Помещики были уверены, что бунтарь — еврей, крестьяне божились, что это благочестивый католик — перед каждым образом он падал на колени и молился. Старики толковали, что это дьявол. Они рассказывали, как он однажды зашел к крестьянке в дом. Крестьянка, которая была на сносях, увидела, что у него козлиные ноги, и со страху родила. Ребенок был с рогами. А священники в своих проповедях утешали народ тем, что спасение близко: проклятый антихрист бродит по деревням, подстрекает народ к бунту, натравливает крестьян на помещика, на ксендза.
Мордхе вернулся в Коцк оборванный, исхудалый. Печаль, сквозившая всегда в его глазах, исчезла, и что-то волчье появилось во всем его облике. Серые глаза пронизывали, в них читались отвага и ужас. Он знал, что его ищут на дорогах, в деревнях, знал, что должен избегать людей, и останавливался в каждом шинке. Он прислушивался к небылицам, которые рассказывали о нем, часто принимал участие в этих разговорах, и однажды чуть не был убит, когда стал говорить плохо о себе самом, доказывая крестьянам, что он трус: иначе не исчез бы, мол, не оставил бы крестьян одних.

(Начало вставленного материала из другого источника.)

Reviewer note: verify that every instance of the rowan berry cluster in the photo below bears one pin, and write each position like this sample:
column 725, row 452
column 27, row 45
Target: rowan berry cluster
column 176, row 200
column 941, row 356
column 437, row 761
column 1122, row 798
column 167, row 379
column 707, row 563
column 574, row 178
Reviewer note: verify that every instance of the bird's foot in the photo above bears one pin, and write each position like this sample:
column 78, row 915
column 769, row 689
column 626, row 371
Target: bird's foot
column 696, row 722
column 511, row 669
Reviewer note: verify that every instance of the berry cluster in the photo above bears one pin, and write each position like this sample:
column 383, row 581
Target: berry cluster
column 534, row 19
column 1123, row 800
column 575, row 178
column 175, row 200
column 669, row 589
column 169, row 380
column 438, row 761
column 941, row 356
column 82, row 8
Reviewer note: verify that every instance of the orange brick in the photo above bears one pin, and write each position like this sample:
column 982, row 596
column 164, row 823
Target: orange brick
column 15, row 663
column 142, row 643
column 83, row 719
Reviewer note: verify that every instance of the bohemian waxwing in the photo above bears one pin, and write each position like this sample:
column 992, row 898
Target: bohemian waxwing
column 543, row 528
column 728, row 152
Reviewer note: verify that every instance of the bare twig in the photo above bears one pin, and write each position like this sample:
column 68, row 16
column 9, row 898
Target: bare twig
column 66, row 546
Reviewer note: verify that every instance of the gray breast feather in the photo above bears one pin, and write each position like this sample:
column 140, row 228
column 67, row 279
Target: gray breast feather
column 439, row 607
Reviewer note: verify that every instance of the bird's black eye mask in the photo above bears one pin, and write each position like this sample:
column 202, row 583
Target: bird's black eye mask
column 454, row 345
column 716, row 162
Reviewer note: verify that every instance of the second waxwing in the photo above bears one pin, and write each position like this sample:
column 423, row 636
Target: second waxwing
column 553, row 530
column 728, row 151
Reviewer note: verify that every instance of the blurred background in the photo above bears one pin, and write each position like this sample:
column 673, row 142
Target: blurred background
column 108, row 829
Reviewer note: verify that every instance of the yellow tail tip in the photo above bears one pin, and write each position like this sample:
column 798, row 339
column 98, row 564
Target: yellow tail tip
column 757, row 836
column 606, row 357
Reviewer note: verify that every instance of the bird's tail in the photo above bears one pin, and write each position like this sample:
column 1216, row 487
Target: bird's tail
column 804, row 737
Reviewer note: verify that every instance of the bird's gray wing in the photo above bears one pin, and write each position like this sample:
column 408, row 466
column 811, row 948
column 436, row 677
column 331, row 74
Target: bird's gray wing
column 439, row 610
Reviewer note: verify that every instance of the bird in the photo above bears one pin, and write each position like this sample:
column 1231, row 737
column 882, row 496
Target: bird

Оставаться в Польше Мордхе не мог, он удивлялся, что желание поехать за границу у него исчезло. Вообще, будущее было ему безразлично. И если б не Фелиция, которая разработала план его побега из Польши, он бы не двинулся с места и остался в Коцке, раздумывая, отдаться в руки полиции или нет. Он решил поехать в Париж, хотя не понимал, что будет там делать, не зная языка. Возможно, он решил так, потому что Кагане собирался туда или потому, что в Париже была большая польская колония. Как бы то ни было, но Мордхе решил оставить Польшу, едва достанет денег.
Он пошел в гостиницу к Шафту и застал его за завтраком: черный хлеб, луковица, чашка цикория.
— Вот так гость! — Шафт поднялся, придвинул столик к кровати и подал Мордхе стул. — Садись! Может быть, закусишь?
— Спасибо! Я только что ел.
— А если бы ты был голоден, ты бы ел это? — Шафт вытирал руки о свои меховые брюки и морщил лоб. — Шамай довольствуется луковицей, чашкой цикория, но ты сын реб Аврома. В самом деле, что вы едите на завтрак?
— Что это вы так разговорились сегодня, Шамай? — усмехнулся Мордхе.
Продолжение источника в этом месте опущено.